Project Implementation

Background

Databricks strives for a great user experience, and to do this we provide a number of third-party services that are critical to the enterprise-grade customer experience. This includes the Ideas Portal to submit feature requests, the Unified Support Portal to file support tickets and access internal documentation, and an education portal to access training material for the Databricks product. These are all services a customer may visit frequently, and it is a poor user experience to create and maintain credentials for all of these services.

Our solution to simplify the experience is to utilize the Databricks workspace as an identity provider. To do this, we implemented a single sign-on workflow for all of these third-party services with your credentials in Databricks.

User Workflow

We wanted the user workflow to be as simple as possible. For example, if you access a ticket in the support portal without being logged in, we want a seamless transition where you are redirected to Databricks for authentication, are authenticated, and then redirected back behind the scenes.
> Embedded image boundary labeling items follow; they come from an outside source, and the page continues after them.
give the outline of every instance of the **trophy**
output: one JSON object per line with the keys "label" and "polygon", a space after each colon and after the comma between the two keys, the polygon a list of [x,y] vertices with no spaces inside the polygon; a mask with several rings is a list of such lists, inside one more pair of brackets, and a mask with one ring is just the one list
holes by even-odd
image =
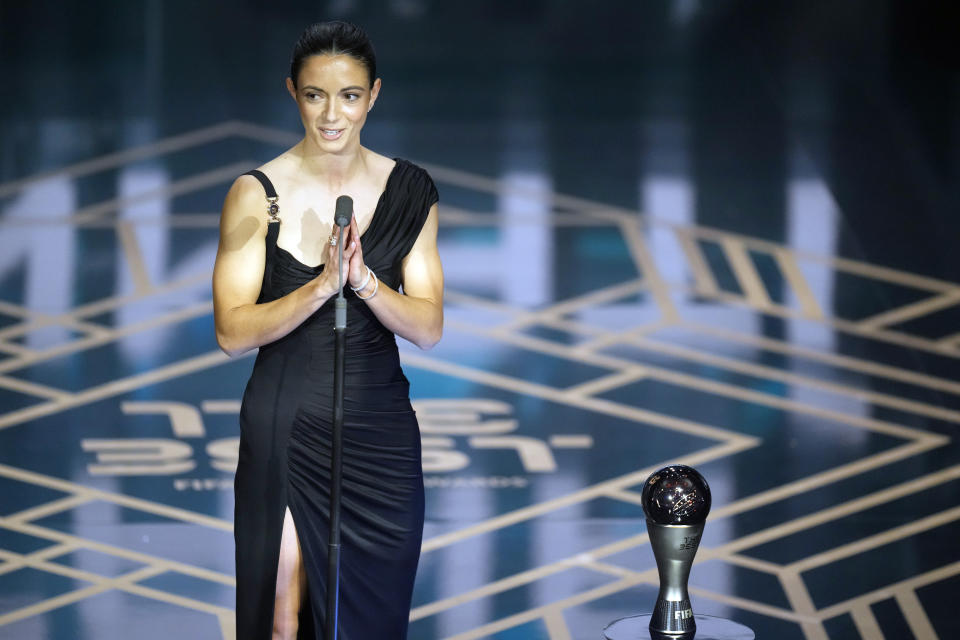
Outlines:
{"label": "trophy", "polygon": [[[693,557],[710,513],[710,486],[700,473],[682,464],[650,474],[640,503],[657,559],[660,592],[653,613],[621,618],[604,629],[606,640],[753,640],[749,628],[713,616],[694,616],[687,593]],[[649,636],[648,636],[649,633]]]}
{"label": "trophy", "polygon": [[640,503],[647,516],[647,534],[660,574],[650,637],[692,638],[697,623],[687,593],[687,579],[710,513],[710,487],[696,469],[672,465],[647,478]]}

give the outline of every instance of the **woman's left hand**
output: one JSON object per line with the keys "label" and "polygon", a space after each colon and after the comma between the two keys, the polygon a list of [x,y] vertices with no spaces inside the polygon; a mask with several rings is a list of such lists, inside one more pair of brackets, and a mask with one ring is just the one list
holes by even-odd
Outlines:
{"label": "woman's left hand", "polygon": [[363,261],[363,247],[360,246],[360,231],[357,228],[356,216],[350,218],[350,242],[353,244],[351,247],[353,255],[350,256],[347,281],[351,287],[359,287],[367,278],[367,266]]}

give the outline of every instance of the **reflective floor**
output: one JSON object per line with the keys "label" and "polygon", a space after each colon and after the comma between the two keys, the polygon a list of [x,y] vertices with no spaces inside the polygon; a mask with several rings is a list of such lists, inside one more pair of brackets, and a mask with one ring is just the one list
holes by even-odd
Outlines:
{"label": "reflective floor", "polygon": [[441,197],[412,639],[649,612],[670,462],[713,491],[697,614],[960,637],[954,9],[321,4],[0,7],[0,638],[235,637],[218,211],[299,139],[321,17],[377,45],[365,143]]}

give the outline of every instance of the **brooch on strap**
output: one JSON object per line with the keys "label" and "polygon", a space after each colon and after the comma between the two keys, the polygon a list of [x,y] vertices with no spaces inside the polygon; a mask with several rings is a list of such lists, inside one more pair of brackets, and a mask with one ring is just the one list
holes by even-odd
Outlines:
{"label": "brooch on strap", "polygon": [[280,222],[280,216],[277,215],[280,212],[280,205],[277,204],[277,200],[280,199],[280,196],[267,196],[267,202],[270,204],[267,205],[267,213],[270,215],[270,222]]}

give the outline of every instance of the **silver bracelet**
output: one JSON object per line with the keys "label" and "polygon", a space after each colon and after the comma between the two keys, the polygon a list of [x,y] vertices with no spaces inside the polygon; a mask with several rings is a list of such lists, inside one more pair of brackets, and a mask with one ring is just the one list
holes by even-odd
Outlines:
{"label": "silver bracelet", "polygon": [[[366,265],[364,265],[364,266],[366,266]],[[350,288],[353,289],[354,292],[362,291],[363,288],[364,288],[365,286],[367,286],[367,283],[370,282],[370,274],[371,274],[371,273],[373,273],[373,271],[370,269],[370,267],[367,267],[367,277],[363,279],[363,282],[360,283],[360,286],[359,286],[359,287],[354,287],[353,285],[351,285]]]}
{"label": "silver bracelet", "polygon": [[[370,267],[367,267],[367,268],[370,269]],[[370,273],[373,273],[373,270],[371,270]],[[362,289],[363,287],[360,287],[360,288]],[[373,296],[377,295],[377,291],[379,289],[380,289],[380,278],[377,277],[377,274],[373,273],[373,293],[371,293],[369,296],[361,296],[359,293],[357,293],[357,297],[361,300],[369,300]]]}

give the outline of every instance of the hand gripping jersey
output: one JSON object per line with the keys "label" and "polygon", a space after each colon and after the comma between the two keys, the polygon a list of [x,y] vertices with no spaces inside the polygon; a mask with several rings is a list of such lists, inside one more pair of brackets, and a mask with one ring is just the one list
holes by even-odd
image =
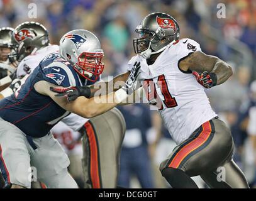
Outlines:
{"label": "hand gripping jersey", "polygon": [[54,125],[70,114],[50,97],[35,90],[35,84],[40,80],[64,87],[86,84],[68,62],[58,53],[52,53],[40,62],[19,90],[0,101],[0,117],[35,138],[48,134]]}
{"label": "hand gripping jersey", "polygon": [[199,45],[191,39],[181,40],[167,48],[148,65],[137,55],[128,63],[141,63],[141,77],[150,104],[157,104],[172,139],[180,144],[206,121],[217,115],[212,110],[204,88],[191,72],[179,67],[182,59],[196,51]]}

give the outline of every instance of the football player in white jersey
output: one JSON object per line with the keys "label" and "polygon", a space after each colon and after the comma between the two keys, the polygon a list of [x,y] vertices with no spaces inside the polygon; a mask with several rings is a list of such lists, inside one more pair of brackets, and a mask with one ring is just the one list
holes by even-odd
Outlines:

Here is the workflow at a high-level:

  1. You browse to a third party portal, e.g., Ideas Portal backed by Aha!
  2. The Ideas Portal does not have any active browser session, so it redirects to the Databricks portal for authentication.
  3. The Databricks portal does not have any active browser session, so you are presented with the login page.
  4. Upon successful login, a browser session is created for the Databricks portal and we generate an access token.
  5. The browser redirects to the Ideas Portal on a redirect response from the Databricks portal.
  6. The Ideas Portal accepts the token and you are authenticated.
  7. A browser session is created for the Ideas Portal upon authentication.

SSO-To-3rd-Party_-Design-Doc

SSO Using JWT

We implemented the SSO workflow by using JSON Web Tokens (JWT). The main advantage of using JWT is that it is lightweight, easy to maintain, and simple to scale out to new services in the future. The Databricks portal would generate a JWT signed using the HMAC algorithm. After creating a JWT, we would exchange the token with the authorization server of a third party service to validate the claim of the user. Afterwards, we can finally authenticate on the third party and seamlessly sign in!

SSO Redirection

In order to craft a perfect user experience, we needed to make our authentication flow work behind the scenes seamlessly. For example, let's say you received an email with a support ticket and a link to the support portal. You click the link and expect to already be signed in. If you are forced to type in credentials or manually go to a Databricks workspace, it breaks your workflow. To address this, we make some redirects in our backend to appropriately authenticate and sign in.

The secret behind our SSO flow is in our cookie storage. When you access your Databricks workspace, Databricks sets a Top Level Domain (TLD) cookie with your workspace ID. When you access a third-party application without being signed in, you are redirected to another page that reads in your workspace ID, authenticates on the provided workspace, and finally redirects you back to the page you were on. If you are is part of multiple workspaces, you are given an option for each workspace. Using this redirection flow, Databricks can sign you into our third-party services without interruptions.

Conclusion

Working on the IAM team allowed me to learn how to make systems scalable as an internal developer, to work on consumer-facing features to learn how to make the product more robust and user-friendly, and to have an impact on customers who use Databricks.

I would like to thank my mentor, Alexandra Cong, for being there whenever I needed her and my manager, Yun Park, for all of the support throughout my internship. Additionally I want to thank Rohit Gupta for continual guidance throughout my dedicated intern project, and I want to give a shout out to the rest of the IAM team for their valuable help during my four months here!